Merge pull request #19388 from ziglang/cache-dedup

cache system file deduplication
author: Andrew Kelley <andrew@ziglang.org> 2024-03-22 01:13:43 -0700
committer: GitHub <noreply@github.com> 2024-03-22 01:13:43 -0700
commit: a2651cbc829d44df4c3773037598b30e8cf0c4da (patch)
tree: 555c74b10683ae9678c68777310116f47142a8aa /lib/std/array_hash_map.zig
parent: 54c08579e4859673391843182aa2fd44aabbf6cf (diff)
parent: 950359071bca707dbc9763f1bf3ebc79cd52ebca (diff)
download: zig-a2651cbc829d44df4c3773037598b30e8cf0c4da.tar.gz
zig-a2651cbc829d44df4c3773037598b30e8cf0c4da.zip
1 files changed, 56 insertions, 58 deletions
diff --git a/lib/std/array_hash_map.zig b/lib/std/array_hash_map.zig
index d3bd1b2a04..ba086f8764 100644
--- a/lib/std/array_hash_map.zig
+++ b/lib/std/array_hash_map.zig
@@ -9,23 +9,26 @@ const Wyhash = std.hash.Wyhash;
 const Allocator = mem.Allocator;
 const hash_map = @This();
 
-/// An ArrayHashMap with default hash and equal functions.

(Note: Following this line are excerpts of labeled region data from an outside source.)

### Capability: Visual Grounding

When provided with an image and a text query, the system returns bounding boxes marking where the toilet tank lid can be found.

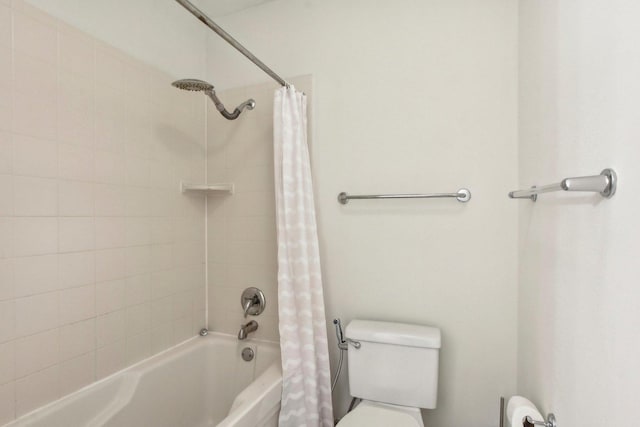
[345,320,440,348]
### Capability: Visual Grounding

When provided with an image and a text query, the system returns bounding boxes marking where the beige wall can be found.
[208,0,518,427]
[0,0,205,423]
[518,0,640,427]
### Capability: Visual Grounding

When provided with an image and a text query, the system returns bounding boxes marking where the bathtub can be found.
[5,333,282,427]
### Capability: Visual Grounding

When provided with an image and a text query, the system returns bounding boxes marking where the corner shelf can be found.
[180,182,233,194]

-/// See AutoContext for a description of the hash and equal implementations.
+/// An `ArrayHashMap` with default hash and equal functions.
+///
+/// See `AutoContext` for a description of the hash and equal implementations.

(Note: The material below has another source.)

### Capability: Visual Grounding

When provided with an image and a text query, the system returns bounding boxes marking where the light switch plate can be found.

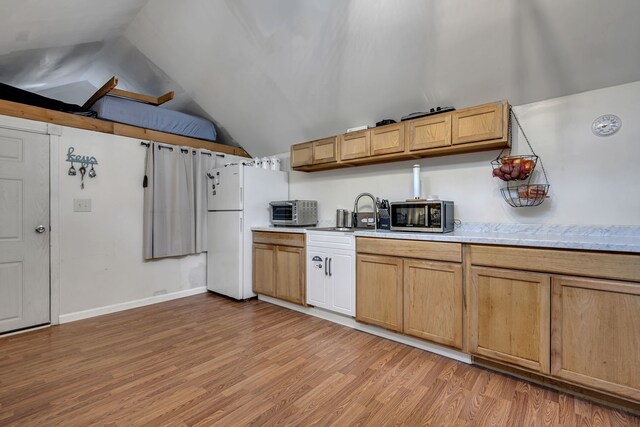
[73,199,91,212]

 pub fn AutoArrayHashMap(comptime K: type, comptime V: type) type {
     return ArrayHashMap(K, V, AutoContext(K), !autoEqlIsCheap(K));
 }
 
-/// An ArrayHashMapUnmanaged with default hash and equal functions.
-/// See AutoContext for a description of the hash and equal implementations.
+/// An `ArrayHashMapUnmanaged` with default hash and equal functions.
+///
+/// See `AutoContext` for a description of the hash and equal implementations.
 pub fn AutoArrayHashMapUnmanaged(comptime K: type, comptime V: type) type {
     return ArrayHashMapUnmanaged(K, V, AutoContext(K), !autoEqlIsCheap(K));
 }
 
-/// Builtin hashmap for strings as keys.
+/// An `ArrayHashMap` with strings as keys.
 pub fn StringArrayHashMap(comptime V: type) type {
     return ArrayHashMap([]const u8, V, StringContext, true);
 }
 
+/// An `ArrayHashMapUnmanaged` with strings as keys.
 pub fn StringArrayHashMapUnmanaged(comptime V: type) type {
     return ArrayHashMapUnmanaged([]const u8, V, StringContext, true);
 }
@@ -50,29 +53,33 @@ pub fn hashString(s: []const u8) u32 {
     return @as(u32, @truncate(std.hash.Wyhash.hash(0, s)));
 }
 
-/// Insertion order is preserved.
-/// Deletions perform a "swap removal" on the entries list.
+/// A hash table of keys and values, each stored sequentially.
+///
+/// Insertion order is preserved. In general, this data structure supports the same
+/// operations as `std.ArrayList`.
+///
+/// Deletion operations:
+/// * `swapRemove` - O(1)
+/// * `orderedRemove` - O(N)
+///
 /// Modifying the hash map while iterating is allowed, however, one must understand
 /// the (well defined) behavior when mixing insertions and deletions with iteration.
-/// For a hash map that can be initialized directly that does not store an Allocator
-/// field, see `ArrayHashMapUnmanaged`.
-/// When `store_hash` is `false`, this data structure is biased towards cheap `eql`
-/// functions. It does not store each item's hash in the table. Setting `store_hash`
-/// to `true` incurs slightly more memory cost by storing each key's hash in the table
-/// but only has to call `eql` for hash collisions.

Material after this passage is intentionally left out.